My life, until 2009, consisted of a series of preparations for the next stage of my journey in Design. Building, boredom, and clay creations all fueled my passions.
Early on, my Father was a significant influence on my interest in art. He would ensure that car rides were monotonous, but for a pad of paper and pen. My lines were simple and indelible and I was forced to be exacting.
The next defining moment occurred at the age of 12. I constructed 1/10th scale remote control cars at camp and then, at home. I enjoyed the building process more than the consumption; it taught me technical precision as well as patience. This patience was also an inherent characteristic of my claymation movie production and clay figurines the same year.
This interest in clay sculpture was prompted at my elementary school’s Harvest Festival. After seeing older students’ clay figurines for sale, I created several of my own: mini hamburgers, hot dogs, and boxed pizzas. The following Festival, I was selling clay creations myself, hopefully inspiring other children…though my Father was my biggest client.
My Dad is an architect and his endless, shelved samples exposed me to materials and an enlightened tactile sensibility. I began creating more technically advanced and textured objects.
The Dwight School’s ninth and tenth grades were spent under the influence of teachers who prompted me to excel as an artist. Until the eleventh grade, my fiery passion was a mere flicker, thereafter, it was set ablaze. The Theory of Knowledge class helped me synthesize the world and appreciate my surroundings. Design Technology, another class, exposed me to material resourcefulness.

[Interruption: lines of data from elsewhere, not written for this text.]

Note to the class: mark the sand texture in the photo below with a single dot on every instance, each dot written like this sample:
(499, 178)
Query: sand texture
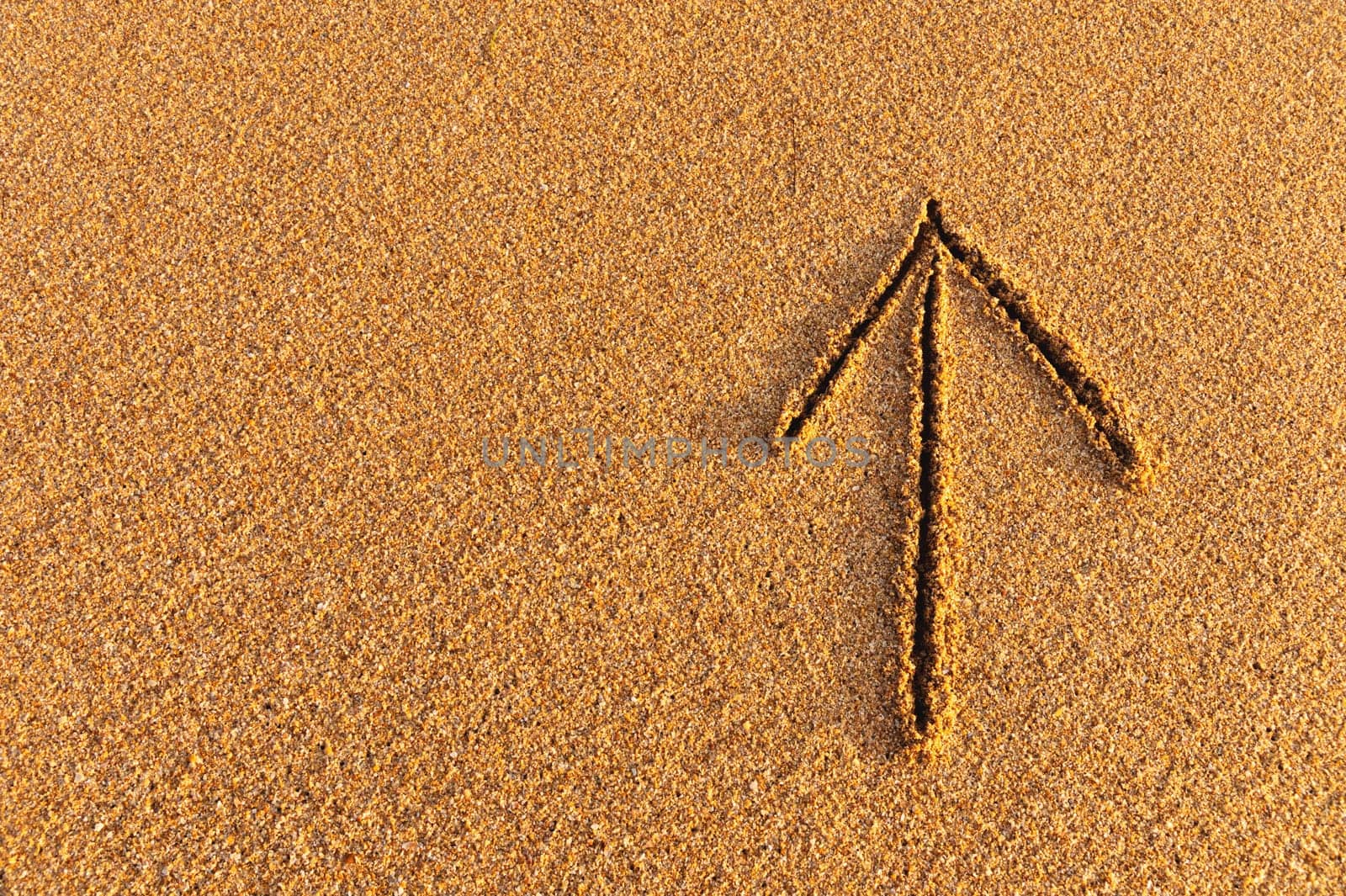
(271, 272)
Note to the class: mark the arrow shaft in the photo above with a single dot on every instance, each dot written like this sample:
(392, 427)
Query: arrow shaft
(930, 649)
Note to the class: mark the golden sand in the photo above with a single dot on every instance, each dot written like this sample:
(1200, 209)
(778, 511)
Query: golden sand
(269, 275)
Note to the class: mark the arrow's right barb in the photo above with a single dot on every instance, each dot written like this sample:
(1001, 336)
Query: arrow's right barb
(1105, 413)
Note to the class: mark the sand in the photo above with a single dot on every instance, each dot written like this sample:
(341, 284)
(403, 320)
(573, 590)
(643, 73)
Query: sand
(269, 275)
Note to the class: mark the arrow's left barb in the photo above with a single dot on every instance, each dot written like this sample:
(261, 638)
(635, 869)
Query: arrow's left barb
(798, 411)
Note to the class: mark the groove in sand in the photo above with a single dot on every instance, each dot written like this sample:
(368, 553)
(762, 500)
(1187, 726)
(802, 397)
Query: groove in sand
(929, 693)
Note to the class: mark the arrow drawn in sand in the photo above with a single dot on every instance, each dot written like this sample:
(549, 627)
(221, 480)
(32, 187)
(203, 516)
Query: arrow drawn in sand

Finally, frequent exposure to Phillipe Starck’s Gramercy Starck building solidified my interest in Design. The interior transcends reality, its tranquility defying the chaos of New York. Color coordinated, stark, organic shapes replay and interact in a modern rendition of lavish royal life style. Modernized historical references to deer heads, Oriental pottery, Renaissance painting, and a Chesterfield sofa recreate the tranquility of the antiquities with organic shapes which are instinctively satisfying. I reinterpreted these through warped scale projects (Mega Watch and Menorah) and then organic shapes (POD-ograph Phonograph). Later, I moved into large topographical pieces and dissolved the contrast between indoors and outdoors: (Crystal table, Organic Table 1, Seaweed Sculpture, and Coral Towers 1 and 2).
Our appreciation of Nature’s organic forms is a function of our evolution. We have adapted to our organic surroundings, synthesizing the elements instinctively, without undue questioning….which leads back to the question: “how (has) this interest (in art) manifested itself in your daily life?” There is great symmetry between my organic and design sensibilities. I live my life accordingly, dreaming of design and execution, conserving our environment (Environmental Club), and seeking inspiration from both Nature and technology (designboom.com, design-milk.com, notcot.org, ted.com, etc.). This parallels the core principles of my current design philosophy: the congruence between organic and techo-urban sensibilities. It is this I aim to promote in our society.